The latest income tax moves could be a precursor to an eventual single tax regime in a few years. But calculations based on different levels of income show that for many lower and middle-income taxpayers, the old tax regime still results in a lower tax outgo, if they use up all the tax-advantaged savings avenues.

Income levels matter

Currently, those with income up to Rs 5 lakh do not pay any income tax in both old and new tax regimes. The Budget has proposed to increase the rebate limit to Rs 7 lakh in the new tax regime. Thus, persons in the new tax regime, with income up to Rs 7 lakh will not have to pay any tax. But in contrast, in the old tax regime after considering HRA exemption, standard deduction, professional tax and some use of section 80C, Section 80CCD(1B) and Section 80D, the tax outgo is Rs 22,901. Without the Budget sop of higher rebate limit, you would have paid Rs 33,800 under the new tax regime. By extending the benefit of standard deduction to the new tax regime, it has been sweetened.

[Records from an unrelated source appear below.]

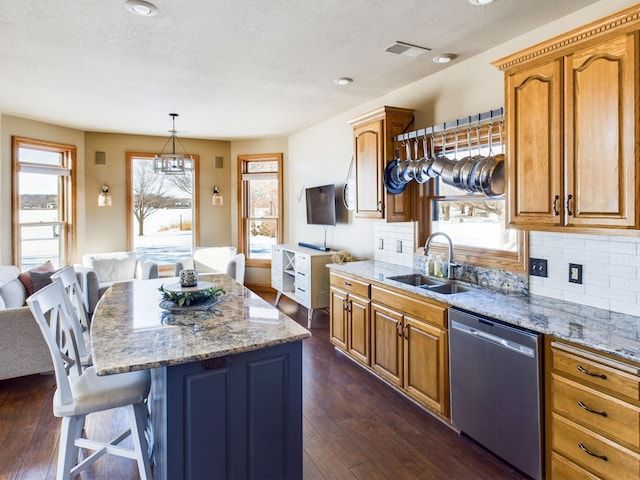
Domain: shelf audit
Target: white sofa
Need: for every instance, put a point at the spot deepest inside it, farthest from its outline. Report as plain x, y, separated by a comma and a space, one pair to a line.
115, 267
23, 351
214, 260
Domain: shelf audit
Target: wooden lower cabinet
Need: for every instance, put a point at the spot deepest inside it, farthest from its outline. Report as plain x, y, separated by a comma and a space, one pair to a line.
426, 364
593, 414
401, 338
408, 350
386, 341
349, 319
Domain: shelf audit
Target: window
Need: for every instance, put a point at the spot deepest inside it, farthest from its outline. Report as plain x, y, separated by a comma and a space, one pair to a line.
43, 202
260, 200
476, 223
161, 210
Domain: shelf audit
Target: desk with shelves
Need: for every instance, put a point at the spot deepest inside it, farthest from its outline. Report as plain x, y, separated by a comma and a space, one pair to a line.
301, 274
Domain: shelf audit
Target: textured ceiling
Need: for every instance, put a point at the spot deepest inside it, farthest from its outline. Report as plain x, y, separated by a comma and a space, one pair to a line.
233, 68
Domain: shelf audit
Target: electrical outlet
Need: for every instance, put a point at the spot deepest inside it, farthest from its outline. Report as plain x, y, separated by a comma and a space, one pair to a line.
575, 273
538, 267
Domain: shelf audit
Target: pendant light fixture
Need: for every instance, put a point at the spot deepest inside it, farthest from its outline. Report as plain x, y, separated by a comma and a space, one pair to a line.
173, 163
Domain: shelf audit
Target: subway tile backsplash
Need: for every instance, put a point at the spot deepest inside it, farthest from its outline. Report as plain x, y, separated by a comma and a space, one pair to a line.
610, 269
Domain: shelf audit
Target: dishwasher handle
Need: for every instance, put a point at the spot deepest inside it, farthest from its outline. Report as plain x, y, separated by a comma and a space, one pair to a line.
508, 344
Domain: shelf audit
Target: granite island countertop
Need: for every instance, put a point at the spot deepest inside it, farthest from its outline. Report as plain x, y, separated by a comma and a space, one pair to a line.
610, 332
130, 331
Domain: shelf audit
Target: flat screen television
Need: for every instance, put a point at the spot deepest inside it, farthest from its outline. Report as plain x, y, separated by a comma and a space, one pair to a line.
321, 205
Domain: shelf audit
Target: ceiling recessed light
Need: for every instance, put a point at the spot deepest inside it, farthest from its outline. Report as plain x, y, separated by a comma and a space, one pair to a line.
444, 58
142, 8
343, 81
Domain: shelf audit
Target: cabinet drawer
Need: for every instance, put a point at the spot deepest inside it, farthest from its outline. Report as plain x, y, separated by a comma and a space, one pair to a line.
418, 309
620, 464
302, 279
350, 285
563, 469
622, 420
303, 296
619, 377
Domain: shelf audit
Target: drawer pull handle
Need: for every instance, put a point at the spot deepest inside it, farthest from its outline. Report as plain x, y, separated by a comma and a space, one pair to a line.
582, 405
555, 205
569, 198
586, 450
587, 372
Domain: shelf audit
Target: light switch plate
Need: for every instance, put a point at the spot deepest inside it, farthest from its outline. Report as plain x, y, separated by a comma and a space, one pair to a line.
538, 267
575, 273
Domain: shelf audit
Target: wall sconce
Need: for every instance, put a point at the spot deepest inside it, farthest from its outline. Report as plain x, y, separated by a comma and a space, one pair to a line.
104, 199
216, 198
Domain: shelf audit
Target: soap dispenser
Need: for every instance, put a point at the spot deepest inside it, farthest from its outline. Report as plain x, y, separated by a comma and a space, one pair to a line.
428, 270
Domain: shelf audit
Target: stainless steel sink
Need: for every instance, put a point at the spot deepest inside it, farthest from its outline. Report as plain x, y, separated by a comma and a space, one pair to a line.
448, 288
416, 280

But for those with gross income of ₹10 lakh, ₹20 lakh and ₹35 lakh, opting for old tax regime still means lower tax outgo compared to the new regime. But the Budget reduces the gap between the old and new regimes. Those earning ₹10 lakh gross income will pay ₹54,600 as tax as per the proposed concessional tax regime, compared to ₹31,221 under the old tax regime. But this is lower than the ₹78,000 tax they would have to pay had it not been for the latest sops. For those earning Rs 20 lakh, the gap between proposed concessional tax regime and old tax regime is just about ₹6,000 compared to Rs 60,000 earlier. For those earning ₹35 lakh, the effective tax rate under proposed concessional regime is 21.8 per cent compared to 20.8 per cent.

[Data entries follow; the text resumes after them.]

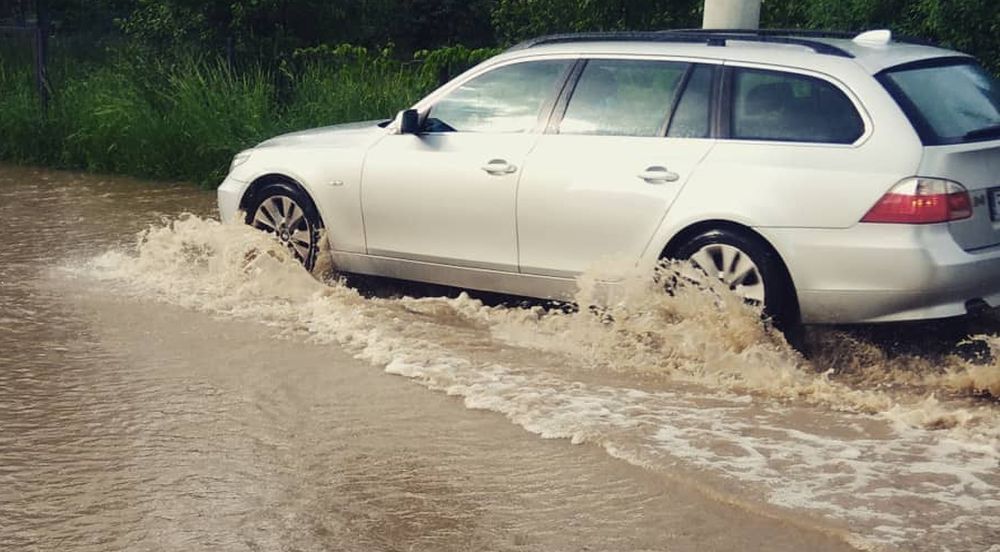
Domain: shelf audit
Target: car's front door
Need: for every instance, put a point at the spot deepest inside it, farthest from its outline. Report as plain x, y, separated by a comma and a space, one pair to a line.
599, 182
447, 195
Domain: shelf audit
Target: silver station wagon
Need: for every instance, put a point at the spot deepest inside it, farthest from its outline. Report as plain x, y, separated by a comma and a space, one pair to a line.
835, 179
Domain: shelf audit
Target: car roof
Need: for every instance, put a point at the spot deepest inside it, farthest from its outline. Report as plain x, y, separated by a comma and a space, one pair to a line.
799, 51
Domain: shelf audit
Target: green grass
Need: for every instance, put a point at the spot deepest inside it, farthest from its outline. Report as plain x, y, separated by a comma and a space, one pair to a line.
184, 120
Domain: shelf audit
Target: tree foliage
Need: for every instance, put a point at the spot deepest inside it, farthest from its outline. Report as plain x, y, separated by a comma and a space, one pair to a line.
273, 29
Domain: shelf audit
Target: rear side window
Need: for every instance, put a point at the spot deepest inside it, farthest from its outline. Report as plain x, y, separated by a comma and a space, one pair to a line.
623, 98
694, 112
772, 105
948, 102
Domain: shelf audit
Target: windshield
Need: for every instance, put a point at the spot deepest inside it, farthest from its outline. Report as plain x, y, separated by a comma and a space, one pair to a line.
949, 101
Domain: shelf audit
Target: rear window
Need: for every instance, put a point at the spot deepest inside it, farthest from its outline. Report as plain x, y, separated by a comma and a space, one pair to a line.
947, 101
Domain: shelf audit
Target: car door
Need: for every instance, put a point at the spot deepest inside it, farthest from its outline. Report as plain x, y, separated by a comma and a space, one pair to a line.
599, 182
447, 195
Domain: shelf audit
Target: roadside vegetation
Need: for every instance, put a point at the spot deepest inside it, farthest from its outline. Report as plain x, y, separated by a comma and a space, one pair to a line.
171, 89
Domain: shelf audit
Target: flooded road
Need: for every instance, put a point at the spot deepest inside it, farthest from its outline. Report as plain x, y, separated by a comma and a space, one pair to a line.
191, 388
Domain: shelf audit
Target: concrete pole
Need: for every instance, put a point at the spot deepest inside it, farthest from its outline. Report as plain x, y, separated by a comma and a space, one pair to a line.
732, 14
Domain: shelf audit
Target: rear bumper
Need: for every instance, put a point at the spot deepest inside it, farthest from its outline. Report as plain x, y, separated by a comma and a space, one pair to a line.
885, 273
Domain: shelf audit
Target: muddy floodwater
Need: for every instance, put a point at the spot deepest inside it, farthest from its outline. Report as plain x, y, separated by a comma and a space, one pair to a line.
171, 383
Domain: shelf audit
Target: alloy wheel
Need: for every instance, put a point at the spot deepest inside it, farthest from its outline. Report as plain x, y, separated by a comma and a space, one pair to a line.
283, 217
734, 268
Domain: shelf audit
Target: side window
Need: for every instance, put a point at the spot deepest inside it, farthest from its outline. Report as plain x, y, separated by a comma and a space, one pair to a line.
771, 105
694, 112
504, 100
623, 98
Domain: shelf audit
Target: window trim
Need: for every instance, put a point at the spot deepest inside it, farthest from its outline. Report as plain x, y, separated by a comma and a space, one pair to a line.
726, 105
562, 104
928, 136
426, 105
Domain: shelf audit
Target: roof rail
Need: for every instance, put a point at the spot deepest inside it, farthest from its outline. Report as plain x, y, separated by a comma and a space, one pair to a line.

But as your income levels soar to Rs 55 lakh and beyond, your tax outgo under the new regime works out lower than the old regime. This is mainly because of the surcharge on the highest income slab being lowered. The highest tax rate in our country at 42.74 per cent is among the highest in the world. The Finance Minister has proposed to reduce the highest surcharge rate from 37 per cent to 25 per cent in the new tax regime. This would result in reduction of the maximum tax rate to 39 per cent.

Not uniform

While the above calculations are premised on investors using up their section 80C, HRA, 80CCD, and medical insurance concessions under the old tax regime, not all taxpayers would be using this entire battery of breaks. How many taxpayers are able to fully use relevant sections by investing ₹1.5 lakh under Section 80C, another ₹50,000 by investing in NPS, ₹25,000 for medical insurance premiums, 50,000 for medical insurance premiums for parents aged over 60, etc., needs to be evaluated.

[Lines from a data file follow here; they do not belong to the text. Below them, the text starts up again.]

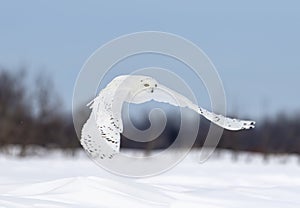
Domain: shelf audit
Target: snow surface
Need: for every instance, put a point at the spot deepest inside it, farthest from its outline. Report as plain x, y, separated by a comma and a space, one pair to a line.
57, 181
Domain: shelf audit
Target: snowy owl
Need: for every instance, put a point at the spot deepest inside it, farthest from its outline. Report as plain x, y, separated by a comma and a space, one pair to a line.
100, 135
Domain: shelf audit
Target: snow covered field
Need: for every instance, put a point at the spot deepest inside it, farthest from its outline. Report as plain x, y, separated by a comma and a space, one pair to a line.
57, 181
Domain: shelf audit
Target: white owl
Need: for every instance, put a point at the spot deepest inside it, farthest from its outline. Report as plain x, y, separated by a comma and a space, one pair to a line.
100, 135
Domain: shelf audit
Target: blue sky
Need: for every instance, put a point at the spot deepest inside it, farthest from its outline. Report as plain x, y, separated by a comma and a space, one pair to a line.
254, 46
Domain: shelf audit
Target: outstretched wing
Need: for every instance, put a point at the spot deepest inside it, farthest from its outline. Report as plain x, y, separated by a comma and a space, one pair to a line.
96, 142
101, 133
166, 95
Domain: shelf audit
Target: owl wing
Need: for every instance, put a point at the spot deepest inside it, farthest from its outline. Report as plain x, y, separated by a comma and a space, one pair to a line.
101, 133
166, 95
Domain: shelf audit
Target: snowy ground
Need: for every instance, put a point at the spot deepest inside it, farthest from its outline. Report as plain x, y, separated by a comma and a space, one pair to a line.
57, 181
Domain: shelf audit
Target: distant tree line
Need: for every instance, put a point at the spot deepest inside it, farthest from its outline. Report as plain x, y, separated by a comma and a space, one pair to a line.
31, 115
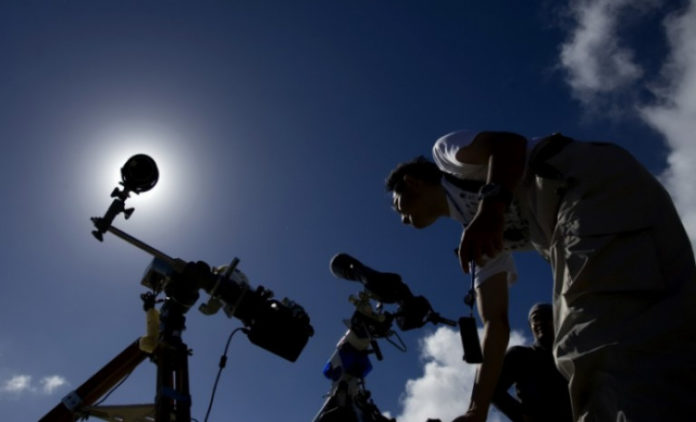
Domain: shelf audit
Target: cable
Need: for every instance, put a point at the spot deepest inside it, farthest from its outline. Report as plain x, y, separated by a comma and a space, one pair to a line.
221, 365
400, 347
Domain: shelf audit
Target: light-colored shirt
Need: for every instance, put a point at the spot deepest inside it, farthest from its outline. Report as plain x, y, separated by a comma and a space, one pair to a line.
463, 204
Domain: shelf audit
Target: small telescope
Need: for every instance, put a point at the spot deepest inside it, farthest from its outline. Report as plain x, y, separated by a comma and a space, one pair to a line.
279, 326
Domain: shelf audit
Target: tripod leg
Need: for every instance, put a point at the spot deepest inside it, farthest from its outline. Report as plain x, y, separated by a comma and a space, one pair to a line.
98, 385
173, 398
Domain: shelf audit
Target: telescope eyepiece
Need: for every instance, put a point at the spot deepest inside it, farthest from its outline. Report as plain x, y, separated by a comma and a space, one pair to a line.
139, 174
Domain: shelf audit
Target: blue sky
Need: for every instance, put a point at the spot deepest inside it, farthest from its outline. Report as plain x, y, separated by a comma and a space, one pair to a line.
274, 125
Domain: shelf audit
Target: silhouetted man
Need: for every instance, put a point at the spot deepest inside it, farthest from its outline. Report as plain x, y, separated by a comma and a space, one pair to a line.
622, 263
542, 392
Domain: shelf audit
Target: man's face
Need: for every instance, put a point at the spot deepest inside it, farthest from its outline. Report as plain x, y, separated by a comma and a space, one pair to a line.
542, 327
413, 203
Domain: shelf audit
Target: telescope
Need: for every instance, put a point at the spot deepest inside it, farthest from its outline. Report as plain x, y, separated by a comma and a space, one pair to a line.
280, 326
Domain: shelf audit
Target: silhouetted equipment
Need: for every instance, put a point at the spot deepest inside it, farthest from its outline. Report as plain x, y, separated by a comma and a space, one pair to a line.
349, 400
279, 326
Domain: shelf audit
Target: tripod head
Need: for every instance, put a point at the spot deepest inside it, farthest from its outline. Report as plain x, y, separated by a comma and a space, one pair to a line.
279, 326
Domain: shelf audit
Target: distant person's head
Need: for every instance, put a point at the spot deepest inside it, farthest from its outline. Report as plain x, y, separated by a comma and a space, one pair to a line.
417, 194
541, 323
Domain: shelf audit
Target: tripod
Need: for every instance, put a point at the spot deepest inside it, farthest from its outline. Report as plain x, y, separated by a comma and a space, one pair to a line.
172, 400
279, 326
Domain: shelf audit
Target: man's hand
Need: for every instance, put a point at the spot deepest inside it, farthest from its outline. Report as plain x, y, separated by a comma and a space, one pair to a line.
471, 416
483, 237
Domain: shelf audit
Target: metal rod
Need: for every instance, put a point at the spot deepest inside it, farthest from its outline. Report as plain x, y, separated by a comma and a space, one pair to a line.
144, 246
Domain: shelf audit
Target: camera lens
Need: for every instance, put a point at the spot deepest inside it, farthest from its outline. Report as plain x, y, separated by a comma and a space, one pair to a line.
140, 173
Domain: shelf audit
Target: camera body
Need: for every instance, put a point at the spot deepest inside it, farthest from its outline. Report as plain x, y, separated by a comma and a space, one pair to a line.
280, 326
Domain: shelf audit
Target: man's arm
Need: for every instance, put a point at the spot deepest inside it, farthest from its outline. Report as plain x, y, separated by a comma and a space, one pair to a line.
505, 155
492, 301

Hence, taxpayers should be pragmatic and see which system works better by personalising the tax calculations instead of getting enthusiastic over scenarios that are computed based on the maximum possible deductions. 

Tweaks in favour

The new personal income tax regime was introduced in 2020 with six income slabs starting from ₹2.5 lakh. The Budget has proposed to change the tax structure in this regime by reducing the number of slabs to five and increasing the tax exemption limit to ₹3 lakh. The new tax rates are nil for ₹0-3 lakh, 5 per cent for ₹3-6 lakh, 10 per cent for ₹6-9 lakh, 15 per cent for ₹9-12 lakh, 20 per cent for ₹12-15 lakh and 30 per cent for above ₹15 lakh.